Average Vehicle Depreciation After a Car Accident
A car accident will always result in vehicle depreciation. How much value a vehicle loses will depend on the circumstances. Minor car accidents or fender benders will reduce a vehicle’s value less than severe car accidents. On average, if a motor vehicle needs to go to a shop for repairs after a collision, it will lose as much as one-third (33 percent) of its value. The use of cheap after-market parts can depreciate the value of a vehicle further. Regardless of the quality of the parts, however, a vehicle will suffer inherent diminution: a loss in value due to a car accident.
How Is Vehicle Value Determined?
A motor vehicle is one of the most expensive purchases a person can make. Yet new cars lose value as soon as they’re driven off the lot. The value of a vehicle refers to its resale value, or how much the owner could potentially make by selling the car. The pre-crash value of a motor vehicle depends on many factors, including:
- The make and model of the vehicle
- Its color and features
- Any custom features you added
- The vehicle’s status as an antique
- The mileage of the vehicle
- Whether it had previous accidents
In addition, the value of a vehicle will depend on economic factors such as the availability of the vehicle and consumer demand. Vehicles are an item that typically decrease in value over time. They lose value the more they are driven, the more repairs they receive and the more accidents they are involved in.
Can You Recover the Lost Value of Your Vehicle From a Car Accident?

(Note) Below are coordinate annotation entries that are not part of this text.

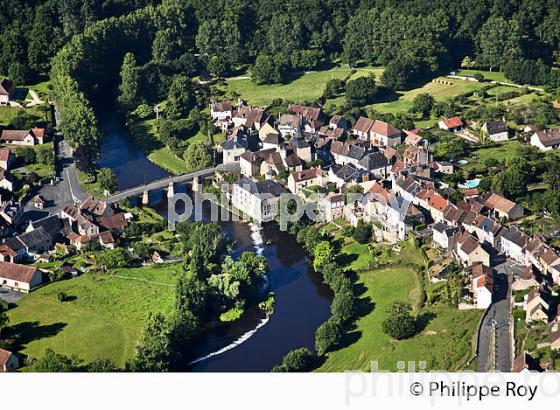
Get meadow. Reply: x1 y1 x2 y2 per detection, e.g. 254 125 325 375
8 264 180 367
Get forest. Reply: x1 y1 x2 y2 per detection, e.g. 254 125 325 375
0 0 560 171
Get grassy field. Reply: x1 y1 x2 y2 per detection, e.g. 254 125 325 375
8 265 180 366
318 268 482 372
222 67 383 106
370 77 484 114
469 140 523 165
456 70 509 83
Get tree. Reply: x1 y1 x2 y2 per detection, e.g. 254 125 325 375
411 93 435 118
15 147 37 165
183 142 212 172
323 78 346 98
33 348 80 373
313 241 334 271
165 75 195 119
315 317 343 356
352 220 372 244
131 313 172 372
272 347 315 372
97 248 130 269
346 77 377 106
381 60 414 90
97 168 119 192
476 16 521 70
117 53 142 111
382 302 416 340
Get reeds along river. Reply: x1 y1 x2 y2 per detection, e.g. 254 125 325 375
99 112 332 372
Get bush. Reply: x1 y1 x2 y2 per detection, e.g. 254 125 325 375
352 220 372 244
382 302 416 340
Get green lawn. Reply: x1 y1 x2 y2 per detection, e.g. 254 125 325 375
223 67 383 106
456 70 510 83
370 77 484 114
468 140 522 165
8 265 181 366
318 268 482 372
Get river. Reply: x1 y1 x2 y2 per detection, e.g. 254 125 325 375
99 112 332 372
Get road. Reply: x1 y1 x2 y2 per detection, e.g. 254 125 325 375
476 260 518 372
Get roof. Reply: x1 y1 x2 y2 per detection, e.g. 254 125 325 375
442 117 463 128
0 78 14 95
0 130 29 141
0 349 13 372
484 192 519 213
484 121 507 135
31 215 64 236
212 101 231 112
0 261 39 283
428 194 449 212
370 120 401 137
0 148 10 161
353 117 374 132
359 151 388 170
502 226 529 248
535 128 560 147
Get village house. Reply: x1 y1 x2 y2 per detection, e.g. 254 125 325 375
5 227 52 260
500 226 529 265
239 149 276 177
481 121 509 142
454 232 490 266
0 128 45 146
0 349 19 373
511 265 542 291
403 128 428 147
438 117 464 132
369 120 402 147
432 222 461 251
320 193 345 222
523 288 550 323
232 105 269 131
357 151 389 178
231 177 288 222
470 263 494 309
0 262 43 293
210 101 233 122
288 168 328 194
0 148 15 171
484 192 523 220
0 78 16 105
530 128 560 151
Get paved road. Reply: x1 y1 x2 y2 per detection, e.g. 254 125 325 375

The type of economic loss suffered due to property damage from a car accident is known as diminished value. In a car accident insurance claim in Florida, the vehicle owner could receive payment for diminished value. If a vehicle sustains significant damage, it may become a total loss, or “totaled,” meaning the cost of repairs exceeds the value of the vehicle. In this case, the vehicle owner could receive a payment from an insurer for the full pre-crash value of the car.
The party responsible for paying for a car accident depends on the scenario. Florida is unique as a no-fault car insurance state. Under this rule, all drivers involved in a crash will seek compensation from their own insurance providers, regardless of fault. Drivers are required to carry personal injury protection (PIP) insurance to pay for their own injuries. Automotive repairs (and diminished value) will be paid for by the driver’s insurance company. However, the driver may have to pay a deductible.

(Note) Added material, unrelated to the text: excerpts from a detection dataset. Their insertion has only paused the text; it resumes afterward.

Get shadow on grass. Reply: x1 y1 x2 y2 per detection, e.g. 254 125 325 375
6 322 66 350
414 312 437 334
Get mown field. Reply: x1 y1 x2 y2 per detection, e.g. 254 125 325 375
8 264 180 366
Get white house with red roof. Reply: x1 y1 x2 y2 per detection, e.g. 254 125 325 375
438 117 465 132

If your vehicle lost value due to a car accident that was not your fault and you do not have enough insurance to pay for repairs, you may be able to seek financial compensation from the other driver. You could file a lawsuit against the driver that caused the car accident with assistance from a car accident attorney. An attorney can help you go up against an insurance company to seek the compensation that you deserve for a serious car accident. This includes a fair payout for vehicle depreciation.